Storm-2603 Exploits CVE-2026-23760 to Stage Warlock Ransomware
Essential information
- Published
- 10/02/2026 16:59
- Modified
- 10/02/2026 16:59
- Tags
- 2026-02-10 CVE-2026-23760 ransomware smartermail warlock
- Related entities
- 2 vulnerabilities (cve), 3 observables, 1 intrusion sets (apt), 9 techniques (mitre), 1 malware, 1 others
Description
A critical vulnerability in SmarterMail email server software (CVE-2026-23760) is being actively exploited by the China-based threat actor Storm-2603. The group uses this vulnerability to bypass authentication, reset administrator passwords, and gain full system control through the software's 'Volume Mount' feature.
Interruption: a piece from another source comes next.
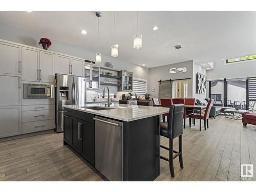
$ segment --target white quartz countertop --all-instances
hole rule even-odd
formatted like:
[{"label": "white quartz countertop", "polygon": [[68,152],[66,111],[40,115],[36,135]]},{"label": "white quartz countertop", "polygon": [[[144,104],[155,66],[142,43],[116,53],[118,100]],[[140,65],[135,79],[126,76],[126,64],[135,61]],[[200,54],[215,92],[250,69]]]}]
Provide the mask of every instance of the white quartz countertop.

They then install Velociraptor, a legitimate digital forensics tool, to maintain access and prepare for deploying their Warlock ransomware. The attack chain involves exploiting the password reset API, abusing administrative features, and using legitimate tools to blend in with normal activity. This sophisticated approach allows the group to bypass detection mechanisms and establish persistence. The report also notes simultaneous exploitation attempts of another vulnerability (CVE-2026-24423) against the same targets, highlighting the urgent need for patching and improved security measures.